# Cowboy Kent Rollins - Interesting



## wooleybooger (Feb 23, 2019)

Putting this here but it could go in the BBQ forum. Daughter told me about this guy, he seems pretty interesting I have to watch more. Seems like he does all types of cooking, grilling, BBQ, etc.

Bacon, Lettuce, Tomato and Avocado Sandwich


----------



## Two Knots (Nov 12, 2011)

He’s an interesting character. That BLT is deadly! I’ll have to stop at Trader
Joe’s and pick me up some sour dough bread.:smile:

I watched the biscuits and gravy video...he makes it like I do,
except I add rubbed sage and a little cayenne to the sausage mix.


----------



## wooleybooger (Feb 23, 2019)

Two Knots said:


> He’s an interesting character. That BLT is deadly! I’ll have to stop at Trader
> Joe’s and pick me up some sour dough bread.:smile:
> 
> I watched the biscuits and gravy video...he makes it like I do,
> except I add rubbed sage and a little cayenne to the sausage mix.


I'll need to watch that one soon. I'm figuring on biscuits and gravy in the near future.


----------



## Two Knots (Nov 12, 2011)

Yeah, remember this from 2018

https://www.diychatroom.com/f195/red-eye-gravy-biscuits-toasted-bread-645947/


----------



## wooleybooger (Feb 23, 2019)

That was before I joined up here. Looks good. I use either of these. I like the hot, wife says it's too hot. Regular, hot, sage.


----------



## Two Knots (Nov 12, 2011)

yeah, but just three italian sausages ( without fennel) makes a lot.

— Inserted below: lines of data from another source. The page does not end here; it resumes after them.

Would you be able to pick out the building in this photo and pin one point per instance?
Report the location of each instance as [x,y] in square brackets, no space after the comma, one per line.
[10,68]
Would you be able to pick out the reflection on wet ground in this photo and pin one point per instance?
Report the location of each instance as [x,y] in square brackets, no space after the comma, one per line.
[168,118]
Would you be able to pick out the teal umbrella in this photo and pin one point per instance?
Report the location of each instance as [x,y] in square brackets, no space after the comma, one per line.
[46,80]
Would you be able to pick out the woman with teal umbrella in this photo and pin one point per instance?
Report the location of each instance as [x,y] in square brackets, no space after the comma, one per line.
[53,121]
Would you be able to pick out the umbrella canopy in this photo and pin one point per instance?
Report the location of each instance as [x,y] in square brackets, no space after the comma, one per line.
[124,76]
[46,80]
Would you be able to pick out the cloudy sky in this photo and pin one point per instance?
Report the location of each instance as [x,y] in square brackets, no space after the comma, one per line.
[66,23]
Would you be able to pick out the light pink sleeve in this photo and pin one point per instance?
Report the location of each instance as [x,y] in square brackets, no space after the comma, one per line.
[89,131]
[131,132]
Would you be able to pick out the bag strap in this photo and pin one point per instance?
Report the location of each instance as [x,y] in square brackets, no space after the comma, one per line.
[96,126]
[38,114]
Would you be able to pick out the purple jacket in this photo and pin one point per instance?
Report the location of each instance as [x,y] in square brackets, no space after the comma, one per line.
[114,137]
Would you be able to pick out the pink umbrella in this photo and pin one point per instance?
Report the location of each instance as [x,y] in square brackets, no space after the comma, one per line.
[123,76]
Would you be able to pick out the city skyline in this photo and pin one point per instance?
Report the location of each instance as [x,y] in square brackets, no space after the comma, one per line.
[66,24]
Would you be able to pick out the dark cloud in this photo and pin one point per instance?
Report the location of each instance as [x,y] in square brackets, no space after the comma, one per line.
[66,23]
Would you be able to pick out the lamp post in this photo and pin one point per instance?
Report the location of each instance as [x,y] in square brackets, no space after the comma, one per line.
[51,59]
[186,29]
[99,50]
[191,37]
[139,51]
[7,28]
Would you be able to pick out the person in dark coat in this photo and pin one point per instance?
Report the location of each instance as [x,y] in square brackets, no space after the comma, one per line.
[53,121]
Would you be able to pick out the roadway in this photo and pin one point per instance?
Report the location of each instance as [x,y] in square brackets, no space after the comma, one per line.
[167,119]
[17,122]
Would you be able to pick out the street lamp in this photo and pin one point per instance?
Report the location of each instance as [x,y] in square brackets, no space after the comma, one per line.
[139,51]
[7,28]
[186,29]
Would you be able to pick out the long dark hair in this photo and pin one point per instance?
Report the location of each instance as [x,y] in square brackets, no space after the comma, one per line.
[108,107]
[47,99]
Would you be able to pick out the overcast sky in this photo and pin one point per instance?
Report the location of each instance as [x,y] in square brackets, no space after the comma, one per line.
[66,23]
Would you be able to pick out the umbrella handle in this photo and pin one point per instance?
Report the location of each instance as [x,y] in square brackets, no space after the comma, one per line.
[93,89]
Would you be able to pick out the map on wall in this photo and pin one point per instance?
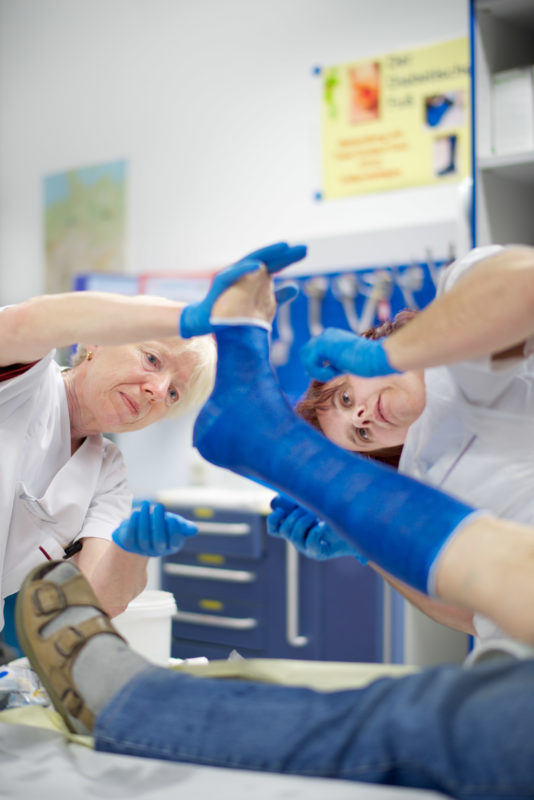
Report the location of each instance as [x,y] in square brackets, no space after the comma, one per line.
[84,223]
[397,120]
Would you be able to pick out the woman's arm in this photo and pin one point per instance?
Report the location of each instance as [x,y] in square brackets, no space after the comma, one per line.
[31,329]
[116,576]
[452,616]
[491,309]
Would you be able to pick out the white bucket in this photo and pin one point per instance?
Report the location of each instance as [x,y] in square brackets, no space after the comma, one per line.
[147,624]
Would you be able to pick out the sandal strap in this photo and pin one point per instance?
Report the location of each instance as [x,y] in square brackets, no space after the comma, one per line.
[61,651]
[50,599]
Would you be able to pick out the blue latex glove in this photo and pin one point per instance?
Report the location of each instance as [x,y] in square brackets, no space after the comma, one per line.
[195,318]
[153,532]
[336,352]
[310,536]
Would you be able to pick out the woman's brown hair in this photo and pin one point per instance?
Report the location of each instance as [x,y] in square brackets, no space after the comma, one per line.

I see the one you posted has sage...Jimmy Dean also has a sage
sausage that many use in biscuits and gravy...But, I find the Italian
sausage has the best flavor.


----------



## Nik333 (Mar 1, 2015)

wooleybooger said:


> I'll need to watch that one soon. I'm figuring on biscuits and gravy in the near future.



It's on here somewhere, in the Cooking thread. There was a discussion - I remember BigJim extolling the virtues of biscuits and gravy. :biggrin2:


----------



## wooleybooger (Feb 23, 2019)

Nik333 said:


> It's on here somewhere, in the Cooking thread. There was a discussion - I remember BigJim extolling the virtues of biscuits and gravy. :biggrin2:


Yes TK posted a link. I just read BigJim's post on his red eye gravy. That is what I call red eye gravy. I've never made it but that is the way I would do it. I call gravy made with milk, milk gravy also. If putting sausage in it I might call it Sawmill Gravy.


----------



## wooleybooger (Feb 23, 2019)

Two Knots said:


> yeah, but just three italian sausages ( without fennel) makes a lot.
> 
> I see the one you posted has sage...Jimmy Dean also has a sage
> sausage that many use in biscuits and gravy...But, I find the Italian
> sausage has the best flavor.


Owens also has an Italian breakfast sausage. I've never seen it in our stores and didn't know about it until I searched pictures. It was there.


----------



## Two Knots (Nov 12, 2011)

Nik333 said:


> It's on here somewhere, in the Cooking thread. There was a discussion - I remember BigJim extolling the virtues of biscuits and gravy. :biggrin2:


Niki ...here’s the link. https://www.diychatroom.com/f195/red-eye-gravy-biscuits-toasted-bread-645947/


----------



## Two Knots (Nov 12, 2011)

wooleybooger said:


> Yes TK posted a link. I just read BigJim's post on his red eye gravy. That is what I call red eye gravy. I've never made it but that is the way I would do it. I call gravy made with milk, milk gravy also. If putting sausage in it I might call it Sawmill Gravy.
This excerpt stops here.